We stayed at a fairly awful hostel (four beds in a closet-sized room with no window, dirty front entry, weeeeeeird people hanging around and sleeping in chairs...) for 12 ringitt per night- can't complain about the price, that's only $4. It was also in a pretty convenient location for touring around the city; it was very close to an MRT station, a major bus stop and within walking distance of a lot of attractions.

Kuala Lumpur is clean and modern, to the point of feeling almost sterile. A lot of attention has been paid to making the city attractive and futuristic, including the building of the tallest twin towers in the world, the Petronas Towers.

We visited the towers, Chinatown, took a walking tour around our area to see some of the architecture of KL, wandered around one of the many very comprehensive malls, saw the National History Museum and traveled just outside the city to see Batu Caves.

The towers have a connecting bridge that can be visited during certain hours of the day; admission is free but a limited number of tickets are given out so you have to go, claim your spot and then return at your designated time. It's a unique experience: before going up the 42 floors in the incredibly rapid elevator, you watch a sort of propaganda video for Petronas, which tells all about how wonderful the company is as well as some information about the construction of the towers themselves. There is also a small museum to look through.

When you reach the bridge, you are supervised by a staff member for the ten minute allowance each group gets up there. The view is probably spectacular on a clear day, but it was hazy and rainy and less impressive than I think it might have been otherwise. It was still pretty neat, looking way down at the streets below, knowing that in a little while I would be standing down there looking up!

Inside the towers are mostly offices, as well as a theatre and concert hall and a HUGE, expensive mall. While in Thailand and Bali you might find "Loo-ee Vutton" or "Prayduh", in this mall you get the real deal. Kuala Lumpur was not so much the land of lounging koalas as it was the land of sprawling malls. It had a GREAT food court, though- huge portions of all different kinds of delicious looking food at really reasonable prices.

Chinatown is not that big; at night, there is a great market that opens up on the streets. We had a really good meal there one night and Alisa had her very first egg tart!

There are a lot of really impressive buildings around KL, most within walking distance of each other.

Also close to our place was the National History Museum, which was really comprehensive and well-organized.

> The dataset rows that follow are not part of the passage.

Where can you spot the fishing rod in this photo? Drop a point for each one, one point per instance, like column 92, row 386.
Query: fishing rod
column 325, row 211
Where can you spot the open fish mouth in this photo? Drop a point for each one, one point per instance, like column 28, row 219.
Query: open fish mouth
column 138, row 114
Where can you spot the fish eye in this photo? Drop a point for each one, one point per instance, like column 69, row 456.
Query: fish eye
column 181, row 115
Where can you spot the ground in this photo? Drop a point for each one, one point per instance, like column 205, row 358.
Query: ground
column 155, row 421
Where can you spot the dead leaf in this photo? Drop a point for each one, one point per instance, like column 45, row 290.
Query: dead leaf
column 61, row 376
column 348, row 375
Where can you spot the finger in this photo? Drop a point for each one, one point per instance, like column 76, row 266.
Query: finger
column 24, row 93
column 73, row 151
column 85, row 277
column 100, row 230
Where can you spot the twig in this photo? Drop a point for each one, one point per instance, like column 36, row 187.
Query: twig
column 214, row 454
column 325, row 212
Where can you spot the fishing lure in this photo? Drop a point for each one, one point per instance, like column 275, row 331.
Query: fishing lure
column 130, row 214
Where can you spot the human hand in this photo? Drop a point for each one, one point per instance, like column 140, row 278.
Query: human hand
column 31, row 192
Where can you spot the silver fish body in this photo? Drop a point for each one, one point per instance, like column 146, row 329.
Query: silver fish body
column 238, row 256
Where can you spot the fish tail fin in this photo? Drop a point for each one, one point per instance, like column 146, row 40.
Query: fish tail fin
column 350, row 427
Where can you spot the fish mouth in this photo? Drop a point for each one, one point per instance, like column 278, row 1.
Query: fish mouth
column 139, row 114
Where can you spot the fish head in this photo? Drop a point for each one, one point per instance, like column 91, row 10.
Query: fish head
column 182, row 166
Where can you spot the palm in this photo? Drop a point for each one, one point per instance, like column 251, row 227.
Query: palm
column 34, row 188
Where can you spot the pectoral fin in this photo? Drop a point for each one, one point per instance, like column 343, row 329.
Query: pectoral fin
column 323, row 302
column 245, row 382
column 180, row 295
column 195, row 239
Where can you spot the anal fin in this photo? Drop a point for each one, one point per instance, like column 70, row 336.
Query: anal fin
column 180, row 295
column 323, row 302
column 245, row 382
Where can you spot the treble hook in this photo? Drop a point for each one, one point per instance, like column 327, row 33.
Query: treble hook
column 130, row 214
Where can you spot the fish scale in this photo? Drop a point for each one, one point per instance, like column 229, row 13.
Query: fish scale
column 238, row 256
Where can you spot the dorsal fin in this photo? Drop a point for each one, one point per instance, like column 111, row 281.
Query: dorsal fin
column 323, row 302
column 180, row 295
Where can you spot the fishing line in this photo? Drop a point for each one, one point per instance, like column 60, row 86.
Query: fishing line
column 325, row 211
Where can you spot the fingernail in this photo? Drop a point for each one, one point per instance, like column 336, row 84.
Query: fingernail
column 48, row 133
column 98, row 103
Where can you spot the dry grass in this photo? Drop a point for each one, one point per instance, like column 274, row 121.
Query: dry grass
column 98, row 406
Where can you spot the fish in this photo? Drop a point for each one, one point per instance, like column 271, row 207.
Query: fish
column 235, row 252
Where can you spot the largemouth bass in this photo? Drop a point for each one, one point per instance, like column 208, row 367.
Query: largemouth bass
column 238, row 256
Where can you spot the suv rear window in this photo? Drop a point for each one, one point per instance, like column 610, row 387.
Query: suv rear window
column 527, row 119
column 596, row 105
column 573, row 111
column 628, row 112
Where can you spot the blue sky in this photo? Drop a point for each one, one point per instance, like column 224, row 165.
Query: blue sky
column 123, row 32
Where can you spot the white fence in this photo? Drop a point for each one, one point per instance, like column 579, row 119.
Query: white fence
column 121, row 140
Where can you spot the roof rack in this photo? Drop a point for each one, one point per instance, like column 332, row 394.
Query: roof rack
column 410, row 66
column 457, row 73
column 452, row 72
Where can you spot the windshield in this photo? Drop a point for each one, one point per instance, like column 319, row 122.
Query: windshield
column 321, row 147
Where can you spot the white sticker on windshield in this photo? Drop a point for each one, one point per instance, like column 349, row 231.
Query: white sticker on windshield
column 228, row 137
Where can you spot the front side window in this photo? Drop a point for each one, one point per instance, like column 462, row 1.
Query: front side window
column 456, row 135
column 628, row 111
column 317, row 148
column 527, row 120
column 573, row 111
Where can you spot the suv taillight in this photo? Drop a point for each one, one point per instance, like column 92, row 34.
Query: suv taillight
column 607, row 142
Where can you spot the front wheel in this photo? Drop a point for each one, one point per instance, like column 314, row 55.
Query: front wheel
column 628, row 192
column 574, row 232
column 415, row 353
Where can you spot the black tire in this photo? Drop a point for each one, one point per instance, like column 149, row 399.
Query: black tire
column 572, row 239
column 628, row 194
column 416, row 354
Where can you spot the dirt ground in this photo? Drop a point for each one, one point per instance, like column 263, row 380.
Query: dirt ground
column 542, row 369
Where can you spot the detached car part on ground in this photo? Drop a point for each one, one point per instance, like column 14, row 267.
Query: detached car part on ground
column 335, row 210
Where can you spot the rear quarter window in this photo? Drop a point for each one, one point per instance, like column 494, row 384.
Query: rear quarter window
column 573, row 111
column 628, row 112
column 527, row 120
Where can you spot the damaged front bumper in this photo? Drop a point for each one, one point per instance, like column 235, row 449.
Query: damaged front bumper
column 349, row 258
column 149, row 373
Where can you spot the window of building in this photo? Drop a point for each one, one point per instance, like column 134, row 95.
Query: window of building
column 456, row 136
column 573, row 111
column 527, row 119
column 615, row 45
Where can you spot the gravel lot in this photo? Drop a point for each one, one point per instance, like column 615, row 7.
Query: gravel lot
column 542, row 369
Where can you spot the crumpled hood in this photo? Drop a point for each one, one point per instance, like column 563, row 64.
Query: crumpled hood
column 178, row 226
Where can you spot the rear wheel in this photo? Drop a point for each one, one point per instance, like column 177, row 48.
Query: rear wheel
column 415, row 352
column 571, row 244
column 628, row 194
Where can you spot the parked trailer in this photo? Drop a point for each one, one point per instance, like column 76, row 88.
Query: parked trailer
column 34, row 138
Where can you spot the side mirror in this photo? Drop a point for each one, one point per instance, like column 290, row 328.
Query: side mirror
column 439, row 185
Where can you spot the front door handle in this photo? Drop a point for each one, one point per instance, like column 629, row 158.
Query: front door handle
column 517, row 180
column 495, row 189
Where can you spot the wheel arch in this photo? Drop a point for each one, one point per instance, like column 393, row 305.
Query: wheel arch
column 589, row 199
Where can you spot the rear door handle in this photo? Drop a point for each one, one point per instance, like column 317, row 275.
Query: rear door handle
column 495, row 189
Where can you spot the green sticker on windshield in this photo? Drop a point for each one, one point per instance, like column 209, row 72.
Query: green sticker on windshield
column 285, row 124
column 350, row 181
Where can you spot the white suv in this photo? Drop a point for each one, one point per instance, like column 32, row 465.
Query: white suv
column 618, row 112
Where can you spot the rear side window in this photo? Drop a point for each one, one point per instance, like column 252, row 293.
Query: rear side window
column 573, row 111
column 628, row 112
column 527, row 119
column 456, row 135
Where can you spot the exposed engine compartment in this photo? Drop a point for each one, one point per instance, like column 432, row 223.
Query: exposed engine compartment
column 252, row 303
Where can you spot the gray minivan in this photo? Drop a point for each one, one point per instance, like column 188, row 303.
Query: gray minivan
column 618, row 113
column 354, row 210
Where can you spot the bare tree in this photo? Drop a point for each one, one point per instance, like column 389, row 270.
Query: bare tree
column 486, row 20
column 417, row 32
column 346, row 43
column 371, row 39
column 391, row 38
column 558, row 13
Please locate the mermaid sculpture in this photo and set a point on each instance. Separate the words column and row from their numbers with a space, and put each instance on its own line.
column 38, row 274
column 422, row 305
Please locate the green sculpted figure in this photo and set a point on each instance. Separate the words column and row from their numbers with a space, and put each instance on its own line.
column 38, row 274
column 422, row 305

Malaysia has had an incredibly interesting history and I was surprised, first at how little I know about it, and also at how bloody it has been.
Batu Caves are about a half hour drive from the bus stations within KL- they are amazing, this sudden mountain of limestone that juts out of the landscape and houses some amazing caverns. They are a pilgrimage site for the Hindu people of Malaysia and are accessed up a large flight of stairs. I had been told that the stairs are pretty daunting but, after having summited Mt. Kinabalu, I laughed in the face of these mere 200-odd stairs!

At Batu we had one of the most amazing meals- we couldn't understand the menu so we randomly ordered a couple things and ended up paying less than a dollar each for four different kinds of toothsome, delicious sauces and flatbreads to eat them with. Later, back in KL, Alisa and I found another restaurant that served similar food at even better prices. I could get very used to paying thirty cents for a fantastic lunch!
We flew back to Bangkok, thoroughly satisfied with more than two weeks spent discovering new and amazing things!